Grant McLachlan - New Zealand Herald - Column
Phil Goff painting himself into corner over North Rodney
To view the original article, please click here.
Auckland Mayor Phil Goff's position against a North Rodney referendum to break away from the Super-City paints him into a corner. Many in North Rodney feel ignored by his council, yet Goff is against the area deciding its future.
Residents north of the Johnstone's Hill tunnels don't feel like they are getting value for money out of the Super-City, yet Goff is scaremongering that rates will spike if the area goes it alone.

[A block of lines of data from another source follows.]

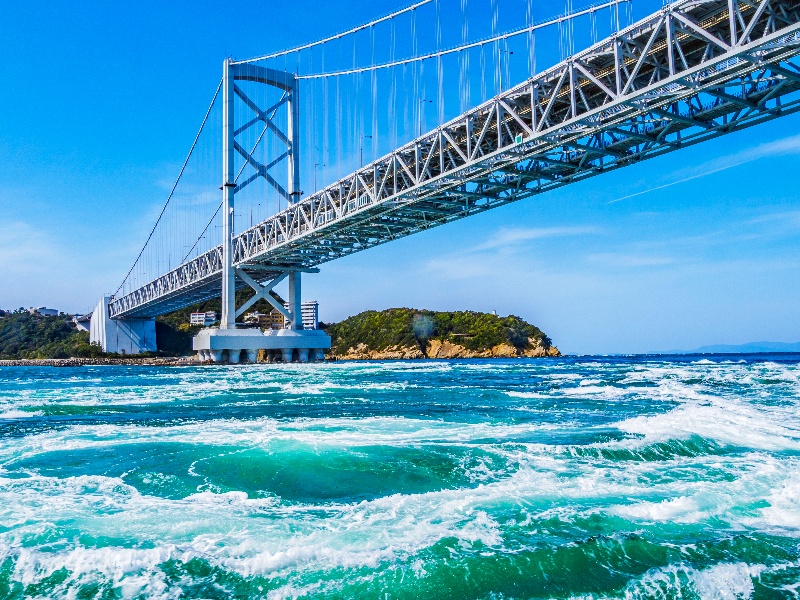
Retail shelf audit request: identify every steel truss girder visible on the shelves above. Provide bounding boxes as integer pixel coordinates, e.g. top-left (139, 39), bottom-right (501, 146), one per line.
top-left (111, 0), bottom-right (800, 317)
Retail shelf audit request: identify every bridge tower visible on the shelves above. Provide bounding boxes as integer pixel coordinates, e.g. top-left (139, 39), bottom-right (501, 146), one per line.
top-left (193, 59), bottom-right (330, 363)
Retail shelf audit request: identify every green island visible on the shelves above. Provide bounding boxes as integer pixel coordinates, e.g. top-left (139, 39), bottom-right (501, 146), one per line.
top-left (0, 302), bottom-right (560, 361)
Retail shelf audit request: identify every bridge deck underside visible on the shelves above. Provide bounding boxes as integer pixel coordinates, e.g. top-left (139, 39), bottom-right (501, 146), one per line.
top-left (111, 0), bottom-right (800, 318)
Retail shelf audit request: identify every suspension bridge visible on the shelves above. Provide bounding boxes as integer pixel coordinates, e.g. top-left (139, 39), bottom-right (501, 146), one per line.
top-left (91, 0), bottom-right (800, 362)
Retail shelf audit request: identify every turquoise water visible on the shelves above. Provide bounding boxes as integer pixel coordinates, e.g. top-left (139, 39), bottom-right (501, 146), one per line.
top-left (0, 355), bottom-right (800, 600)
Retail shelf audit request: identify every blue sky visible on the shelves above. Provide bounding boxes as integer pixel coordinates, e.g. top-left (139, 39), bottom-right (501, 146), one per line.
top-left (0, 0), bottom-right (800, 353)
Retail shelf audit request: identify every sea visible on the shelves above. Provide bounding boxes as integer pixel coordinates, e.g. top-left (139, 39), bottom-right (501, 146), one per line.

I was part of a focus group commissioned by the Local Government Commission which discussed North Rodney issues. Going into the group, I didn't have a position either for or against secession. After reviewing the information available, the status quo concerned me.
Rodney District once stretched from Te Arai to the north to Bethells Beach to the south. It had a mayor and councillors based in Orewa. Under the Super-City, the Hibiscus Coast became part of the Albany Ward and the remaining area is represented by one councillor and a local board.

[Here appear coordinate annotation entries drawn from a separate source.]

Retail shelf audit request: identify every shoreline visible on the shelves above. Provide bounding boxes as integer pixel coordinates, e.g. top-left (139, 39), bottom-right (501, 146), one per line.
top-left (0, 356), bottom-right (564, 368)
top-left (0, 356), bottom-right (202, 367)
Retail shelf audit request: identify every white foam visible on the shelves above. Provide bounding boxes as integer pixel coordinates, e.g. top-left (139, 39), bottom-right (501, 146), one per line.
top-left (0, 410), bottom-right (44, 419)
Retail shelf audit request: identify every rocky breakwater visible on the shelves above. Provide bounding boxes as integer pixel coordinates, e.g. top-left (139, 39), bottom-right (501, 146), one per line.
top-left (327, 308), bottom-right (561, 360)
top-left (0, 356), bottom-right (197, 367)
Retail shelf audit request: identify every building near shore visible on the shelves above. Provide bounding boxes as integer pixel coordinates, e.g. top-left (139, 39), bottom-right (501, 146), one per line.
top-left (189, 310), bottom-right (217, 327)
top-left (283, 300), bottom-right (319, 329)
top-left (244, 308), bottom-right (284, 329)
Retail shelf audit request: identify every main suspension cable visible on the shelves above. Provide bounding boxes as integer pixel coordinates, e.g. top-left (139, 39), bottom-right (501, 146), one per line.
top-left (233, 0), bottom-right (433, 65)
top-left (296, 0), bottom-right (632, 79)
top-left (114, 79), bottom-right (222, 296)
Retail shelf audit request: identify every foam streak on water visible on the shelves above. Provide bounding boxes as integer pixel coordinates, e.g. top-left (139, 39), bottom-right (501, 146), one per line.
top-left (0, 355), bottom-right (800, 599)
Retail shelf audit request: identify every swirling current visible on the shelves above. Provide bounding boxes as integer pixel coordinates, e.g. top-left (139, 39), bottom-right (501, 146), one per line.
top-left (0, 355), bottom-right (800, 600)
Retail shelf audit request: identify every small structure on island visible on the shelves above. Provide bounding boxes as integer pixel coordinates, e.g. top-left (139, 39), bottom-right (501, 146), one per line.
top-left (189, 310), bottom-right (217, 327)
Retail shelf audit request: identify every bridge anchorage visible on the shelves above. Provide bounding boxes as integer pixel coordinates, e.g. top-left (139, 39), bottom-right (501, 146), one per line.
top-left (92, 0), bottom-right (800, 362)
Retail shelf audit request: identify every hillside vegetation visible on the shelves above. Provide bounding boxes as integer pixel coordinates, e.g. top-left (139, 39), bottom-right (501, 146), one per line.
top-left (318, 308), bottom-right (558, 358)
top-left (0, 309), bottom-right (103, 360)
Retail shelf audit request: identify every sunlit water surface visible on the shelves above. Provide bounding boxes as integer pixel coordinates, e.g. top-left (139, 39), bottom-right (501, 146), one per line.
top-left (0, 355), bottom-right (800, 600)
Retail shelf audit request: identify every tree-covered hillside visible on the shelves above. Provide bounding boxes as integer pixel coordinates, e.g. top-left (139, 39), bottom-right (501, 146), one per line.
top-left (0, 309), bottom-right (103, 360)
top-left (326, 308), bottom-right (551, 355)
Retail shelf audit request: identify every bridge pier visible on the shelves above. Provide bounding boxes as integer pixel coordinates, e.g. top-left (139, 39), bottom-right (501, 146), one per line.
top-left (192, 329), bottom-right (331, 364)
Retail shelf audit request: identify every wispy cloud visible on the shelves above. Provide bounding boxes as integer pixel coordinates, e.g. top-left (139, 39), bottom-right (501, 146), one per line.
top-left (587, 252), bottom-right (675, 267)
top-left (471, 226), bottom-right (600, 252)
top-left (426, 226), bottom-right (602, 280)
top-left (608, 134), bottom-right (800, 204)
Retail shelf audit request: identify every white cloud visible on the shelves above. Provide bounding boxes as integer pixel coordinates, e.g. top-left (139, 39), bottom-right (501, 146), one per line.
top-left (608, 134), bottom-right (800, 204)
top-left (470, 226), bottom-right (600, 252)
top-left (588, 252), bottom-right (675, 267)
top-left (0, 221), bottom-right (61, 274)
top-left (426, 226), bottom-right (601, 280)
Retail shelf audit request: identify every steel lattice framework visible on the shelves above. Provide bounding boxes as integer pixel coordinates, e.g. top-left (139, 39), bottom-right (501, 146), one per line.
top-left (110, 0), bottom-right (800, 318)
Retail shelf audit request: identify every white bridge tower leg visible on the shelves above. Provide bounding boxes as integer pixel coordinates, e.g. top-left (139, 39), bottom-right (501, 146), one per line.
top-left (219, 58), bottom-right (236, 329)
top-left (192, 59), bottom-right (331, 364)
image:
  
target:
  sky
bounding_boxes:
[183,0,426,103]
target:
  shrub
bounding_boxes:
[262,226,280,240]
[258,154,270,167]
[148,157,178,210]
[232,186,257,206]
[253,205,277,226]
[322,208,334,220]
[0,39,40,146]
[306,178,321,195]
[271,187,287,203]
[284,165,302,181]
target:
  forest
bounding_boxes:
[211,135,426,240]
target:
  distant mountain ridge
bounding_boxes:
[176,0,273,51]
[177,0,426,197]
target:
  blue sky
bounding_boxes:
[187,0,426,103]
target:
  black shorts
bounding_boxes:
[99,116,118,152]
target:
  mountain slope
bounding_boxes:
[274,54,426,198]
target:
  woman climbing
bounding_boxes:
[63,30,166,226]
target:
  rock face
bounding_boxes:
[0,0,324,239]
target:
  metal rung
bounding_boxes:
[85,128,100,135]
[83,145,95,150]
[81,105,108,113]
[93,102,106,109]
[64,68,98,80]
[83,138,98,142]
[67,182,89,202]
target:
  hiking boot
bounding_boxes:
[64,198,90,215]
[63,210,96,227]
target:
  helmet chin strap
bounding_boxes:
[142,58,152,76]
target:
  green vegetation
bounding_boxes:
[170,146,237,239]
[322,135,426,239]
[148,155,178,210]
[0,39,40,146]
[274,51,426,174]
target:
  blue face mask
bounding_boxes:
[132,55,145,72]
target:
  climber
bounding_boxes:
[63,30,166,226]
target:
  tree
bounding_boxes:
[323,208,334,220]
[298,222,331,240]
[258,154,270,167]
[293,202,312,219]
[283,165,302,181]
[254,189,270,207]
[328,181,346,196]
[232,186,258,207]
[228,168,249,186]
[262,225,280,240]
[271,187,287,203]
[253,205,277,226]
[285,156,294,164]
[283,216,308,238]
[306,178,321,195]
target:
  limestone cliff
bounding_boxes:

North Rodney doesn't have strong connections with the rest of the Rodney Ward. Dairy Flat is part of North Shore whereas Kumeu and Helensville are more aligned to West Auckland.
Decisions affecting the Rodney Ward are largely out of the hands of local representatives. The local board has mostly a window-dressing role, often needing to lobby unelected officials at so-called "council controlled organisations". What limited discretionary budget they do have is spent on trinkets, like parks and festivals.
Auckland Council has decided that Warkworth will swell from a population of 4500 to 25,000 over the next decade at a faster rate than the necessary infrastructure. The perception is that decisions are secretly made to satisfy two or three developers rather than the communities affected.
Auckland Council is bloated. Too many consultants clip the ticket, making even small projects cost prohibitive. When mistakes are made, blame disappears into a gulf of six-figure-earning bureaucrats.
So when Goff says that a smaller North Rodney council will result in a rates hike, few believe him. The perception is that rates and development financial contributions from the area disappear into pet projects elsewhere.
Goff's claims are based on a Local Government Commissioned report from consultants Morrison Low. The report's findings accept it is limited by statutory requirements and the information available to it.
In the report, "The status quo is always considered a Reasonably Practicable Option under the legislation." Really? The report, however, makes no comparison with other councils around the country.
Two of the Local Government commissioners are former mayors of Horowhenua and Timaru. These councils, with a population of 31,900 and 46,700 respectively, have a similar range to North Rodney's population now and within a decade. They are also similar in land area.
But the Morrison Low report suggests that a North Rodney District Council couldn't "have the resources necessary to enable it to carry out effectively its responsibilities, duties and powers". I wonder what the 40 of 67 councils with a smaller population and area than North Rodney would think of that?
Even a unitary authority role is dismissed as not having "a district or region that is appropriate for the efficient performance of its role". I wonder what Tasman, Gisborne, and Marlborough unitary councils would think of that?
When Morrison Low suggests that North Rodney rates will increase by 43 per cent, they're applying "Auckland prices". They're applying Auckland management models, Auckland salaries, and Auckland costs.
Locals are gobsmacked that a footbridge in Matakana can cost $800,000, Warkworth's Town Hall restoration cost $5.6 million, and the one-mile-long Matakana Link cost $42m to build. One local contractor worked out that, for $42m, all the unsealed rural arterials in the area could be sealed.
Auckland Council is too big and too complex. The Unitary Plan is thicker than the eight plans it replaced. Although the council employs 10,000 staff, they still outsource simple resource consents to consultants who make a meal of them. Animal control, parking wardens, and contractors travel from the other side of Auckland.
Ring the call centre and you are put on hold for half an hour, have to spell your suburb, log a job, and keep a reference number. It took phone calls from four neighbours over three months for a cracked sewer leaking on to a beach to get fixed.
I've worked with councils with one mayor, six councillors, and a dozen staff that's more responsive, decisive, accountable and transparent. A smaller organisation can maintain tighter controls yet more direct interaction with the citizens it serves.
So when North Rodney residents want a referendum to decide its future, what it really wants are choices that it never had when absorbed into the Super-City.